Detection of Adulteration in Coconut Milk using Infrared Spectroscopy and Machine Learning
Mokhtar A. Al-Awadhi, Ratnadeep R. Deshmukh

TL;DR
This study presents a machine learning system using infrared spectroscopy data to accurately detect adulteration in coconut milk, achieving over 93% accuracy in classification.
Contribution
It introduces a novel combination of spectral preprocessing, LDA feature extraction, and KNN classification for coconut milk adulteration detection.
Findings
Achieved 93.33% cross-validation accuracy.
Effective discrimination between authentic and adulterated samples.

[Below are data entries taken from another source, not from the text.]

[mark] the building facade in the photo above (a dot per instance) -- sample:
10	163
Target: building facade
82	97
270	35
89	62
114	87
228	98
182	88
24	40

Demonstrated feasibility of infrared spectroscopy with machine learning for food safety.
Abstract
In this paper, we propose a system for detecting adulteration in coconut milk, utilizing infrared spectroscopy. The machine learning-based proposed system comprises three phases: preprocessing, feature extraction, and classification. The first phase involves removing irrelevant data from coconut milk spectral signals. In the second phase, we employ the Linear Discriminant Analysis (LDA) algorithm for extracting the most discriminating features. In the third phase, we use the K-Nearest Neighbor (KNN) model to classify coconut milk samples into authentic or adulterated. We evaluate the performance of the proposed system using a public dataset comprising Fourier Transform Infrared (FTIR) spectral information of pure and contaminated coconut milk samples. Findings show that the proposed method successfully detects adulteration with a cross-validation accuracy of 93.33%.